While the laid-back approach to environmental protections and zoning practicalities has no shortage of critics, many point to these factors as to how Texas manages to remain a competitive sector of the country; it allows for a higher volume of business ideas to stretch their legs and have a go. Many fail, but many more succeed than they would if stifled by over-regulation and the bureaucracies of the east coast urban cores.


Most people don’t think of New England when imagining a region of the US with a business-friendly environment. In fact, images of Boston, Providence, and New Haven tend to evoke feelings of repression and depression to many entrepreneurs, ironic considering the region’s role as the birthplace of the American revolution. Yet not every state in New England is so tough on business.

New Hampshire, due to a friendly attitude to LLCs, is consistently considered one of the best states for small business. Additionally, New Hampshire has no income or sales tax at the state level.


The Peach State is sweet to businesses big and small in many ways. Major business tax reform which occurred within the last ten years has established a variety of detailed incentives for companies across many industries. These include manufacturing, inventory management, and even movie and television productions choosing to film in Georgia. It’s no coincidence some of the most popular shows on TV now are filmed and/or set in Atlanta.

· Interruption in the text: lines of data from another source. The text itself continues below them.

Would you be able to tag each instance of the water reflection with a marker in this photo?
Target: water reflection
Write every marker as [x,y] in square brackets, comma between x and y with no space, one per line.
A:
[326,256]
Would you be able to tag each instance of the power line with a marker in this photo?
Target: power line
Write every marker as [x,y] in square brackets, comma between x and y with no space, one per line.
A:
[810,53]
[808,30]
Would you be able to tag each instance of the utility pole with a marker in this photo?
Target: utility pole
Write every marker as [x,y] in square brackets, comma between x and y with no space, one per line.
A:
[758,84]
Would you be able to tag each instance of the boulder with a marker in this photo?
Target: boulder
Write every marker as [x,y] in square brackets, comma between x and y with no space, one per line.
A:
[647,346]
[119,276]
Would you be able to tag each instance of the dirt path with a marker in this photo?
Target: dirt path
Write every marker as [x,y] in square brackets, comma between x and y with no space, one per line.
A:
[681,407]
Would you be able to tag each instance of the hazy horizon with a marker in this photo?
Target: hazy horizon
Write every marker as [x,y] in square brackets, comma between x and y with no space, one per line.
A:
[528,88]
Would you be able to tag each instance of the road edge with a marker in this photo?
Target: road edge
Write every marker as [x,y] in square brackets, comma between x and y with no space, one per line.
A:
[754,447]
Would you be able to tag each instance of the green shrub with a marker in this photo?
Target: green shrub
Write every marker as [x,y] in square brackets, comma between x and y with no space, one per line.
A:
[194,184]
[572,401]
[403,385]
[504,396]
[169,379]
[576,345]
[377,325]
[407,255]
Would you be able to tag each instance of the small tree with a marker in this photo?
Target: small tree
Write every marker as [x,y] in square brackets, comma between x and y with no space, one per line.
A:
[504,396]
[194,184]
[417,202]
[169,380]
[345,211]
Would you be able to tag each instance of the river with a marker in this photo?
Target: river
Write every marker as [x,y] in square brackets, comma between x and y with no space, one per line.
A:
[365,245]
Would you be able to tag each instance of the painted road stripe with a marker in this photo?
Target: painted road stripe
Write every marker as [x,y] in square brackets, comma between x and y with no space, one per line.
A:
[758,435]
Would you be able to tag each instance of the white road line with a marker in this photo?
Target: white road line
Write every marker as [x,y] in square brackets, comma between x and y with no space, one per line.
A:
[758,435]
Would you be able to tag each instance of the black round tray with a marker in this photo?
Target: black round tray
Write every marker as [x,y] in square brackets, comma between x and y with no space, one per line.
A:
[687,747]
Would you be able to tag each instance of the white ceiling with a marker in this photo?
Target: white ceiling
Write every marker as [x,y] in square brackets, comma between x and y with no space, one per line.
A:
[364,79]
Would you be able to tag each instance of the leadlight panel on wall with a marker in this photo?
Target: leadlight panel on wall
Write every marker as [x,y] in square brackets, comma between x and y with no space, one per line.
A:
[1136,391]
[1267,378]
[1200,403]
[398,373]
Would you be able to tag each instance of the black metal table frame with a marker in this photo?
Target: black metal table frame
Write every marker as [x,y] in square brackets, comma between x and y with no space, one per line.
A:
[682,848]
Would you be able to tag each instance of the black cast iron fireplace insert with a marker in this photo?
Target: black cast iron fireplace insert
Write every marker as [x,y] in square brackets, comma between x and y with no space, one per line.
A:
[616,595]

A state which prides itself on fostering rugged individuality, it’s no surprise Colorado makes it easy to start a business within its borders. While the high cost of living, competition, and local regulations of an urban center like Denver may turn away some, it remains relatively business friendly when compared to other major cities across the United States, with the exception of Salt Lake City. Furthermore, budding industries in Colorado are generating new business opportunities every year, with billions flowing into the state through tourists every year.

At a time when nearly everyone is communicating, consuming, shopping, and working almost exclusively online, it’s easy to overlook the importance of geography when it comes to running a business. With the way things work in the US, the matter boils down to which state to set up shop. While there is much to debate in terms of the ways in which these states are ranked, who does the ranking, and how such a list changes from year to year, it’s safe to say these five states are steadily good for business. In fact Forbes features four of them in their most recent top ten list, with only New Hampshire missing.

It’s worth noting, however, that US News ranks New Hampshire #11 in terms of states with the best business environment.